Defects in C3 are the cause of complement component 3 deficiency (C3D) [MIM:613779]. A rare defect of the complement classical pathway. Patients develop recurrent, severe, pyogenic infections because of ineffective opsonization of pathogens. Some patients may also develop autoimmune disorders, such as arthralgia and vasculitic rashes, lupus-like syndrome and membranoproliferative glomerulonephritis. Genetic variation in C3 is associated with susceptibility to age-related macular degeneration type 9 (ARMD9) [MIM:611378]. ARMD is a multifactorial eye disease and the most common cause of irreversible vision loss in the developed world. In most patients, the disease is manifest as ophthalmoscopically visible yellowish accumulations of protein and lipid that lie beneath the retinal pigment epithelium and within an elastin-containing structure known as Bruch membrane. Defects in C3 are a cause of susceptibility to hemolytic uremic syndrome atypical type 5 (AHUS5) [MIM:612925]. An atypical form of hemolytic uremic syndrome. It is a complex genetic disease characterized by microangiopathic hemolytic anemia, thrombocytopenia, renal failure and absence of episodes of enterocolitis and diarrhea. In contrast to typical hemolytic uremic syndrome, atypical forms have a poorer prognosis, with higher death rates and frequent progression to end-stage renal disease. Note=Susceptibility to the development of atypical hemolytic uremic syndrome can be conferred by mutations in various components of or regulatory factors in the complement cascade system. Other genes may play a role in modifying the phenotype.

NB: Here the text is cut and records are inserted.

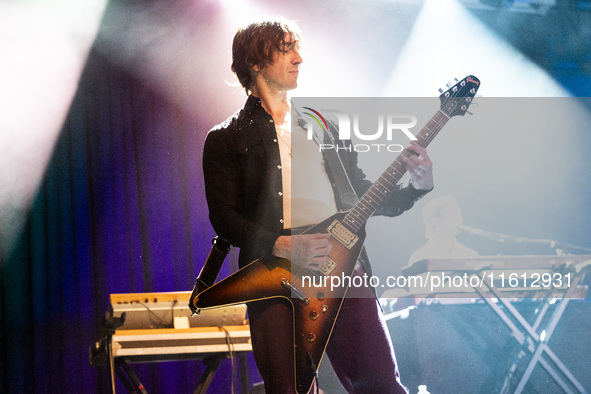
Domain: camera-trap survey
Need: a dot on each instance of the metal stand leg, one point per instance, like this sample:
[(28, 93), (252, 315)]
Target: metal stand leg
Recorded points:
[(531, 342), (211, 363)]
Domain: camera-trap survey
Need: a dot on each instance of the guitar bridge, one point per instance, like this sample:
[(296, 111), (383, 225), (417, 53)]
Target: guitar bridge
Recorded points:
[(342, 234)]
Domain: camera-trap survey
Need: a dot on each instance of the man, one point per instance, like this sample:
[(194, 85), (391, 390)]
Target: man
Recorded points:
[(442, 217), (247, 162)]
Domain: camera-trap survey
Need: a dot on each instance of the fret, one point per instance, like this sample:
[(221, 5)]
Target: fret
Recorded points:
[(453, 102)]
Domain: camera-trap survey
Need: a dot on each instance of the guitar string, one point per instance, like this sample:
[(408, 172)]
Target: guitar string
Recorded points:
[(427, 138)]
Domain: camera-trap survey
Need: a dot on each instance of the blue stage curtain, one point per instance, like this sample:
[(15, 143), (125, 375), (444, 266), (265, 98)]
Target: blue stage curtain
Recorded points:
[(121, 209)]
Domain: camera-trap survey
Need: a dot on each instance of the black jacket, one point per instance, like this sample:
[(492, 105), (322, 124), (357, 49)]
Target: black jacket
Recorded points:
[(243, 183)]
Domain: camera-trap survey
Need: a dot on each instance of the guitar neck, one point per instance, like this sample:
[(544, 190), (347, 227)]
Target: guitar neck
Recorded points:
[(377, 193)]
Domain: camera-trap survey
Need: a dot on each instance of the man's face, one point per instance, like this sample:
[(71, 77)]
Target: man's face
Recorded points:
[(283, 73)]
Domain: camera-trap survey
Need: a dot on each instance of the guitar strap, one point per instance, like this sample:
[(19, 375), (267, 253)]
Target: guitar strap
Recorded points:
[(346, 197)]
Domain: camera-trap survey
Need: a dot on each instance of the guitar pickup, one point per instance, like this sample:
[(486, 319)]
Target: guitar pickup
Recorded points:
[(342, 234), (328, 266)]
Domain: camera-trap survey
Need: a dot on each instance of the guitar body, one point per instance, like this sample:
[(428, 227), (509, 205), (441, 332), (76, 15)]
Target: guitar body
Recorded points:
[(316, 297)]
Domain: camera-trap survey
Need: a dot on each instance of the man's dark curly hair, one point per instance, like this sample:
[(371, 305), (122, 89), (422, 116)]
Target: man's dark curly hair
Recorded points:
[(257, 43)]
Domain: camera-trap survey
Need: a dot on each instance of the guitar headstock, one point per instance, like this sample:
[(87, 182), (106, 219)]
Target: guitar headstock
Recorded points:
[(457, 99)]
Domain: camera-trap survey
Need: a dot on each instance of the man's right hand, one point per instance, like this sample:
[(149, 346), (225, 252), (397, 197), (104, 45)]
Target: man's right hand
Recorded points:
[(306, 250)]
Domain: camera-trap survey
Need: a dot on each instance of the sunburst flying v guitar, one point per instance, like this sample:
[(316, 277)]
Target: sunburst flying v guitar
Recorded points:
[(316, 309)]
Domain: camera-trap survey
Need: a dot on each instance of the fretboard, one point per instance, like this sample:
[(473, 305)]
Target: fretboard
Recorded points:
[(377, 193)]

C3b is rapidly split in two positions by factor I and a cofactor to form iC3b (inactivated C3b) and C3f which is released. Then iC3b is slowly cleaved (possibly by factor I) to form C3c (beta chain + alpha' chain fragment 1 + alpha' chain fragment 2), C3dg and C3f. Other proteases produce other fragments such as C3d or C3g. Phosphorylation sites are present in the extracelllular medium.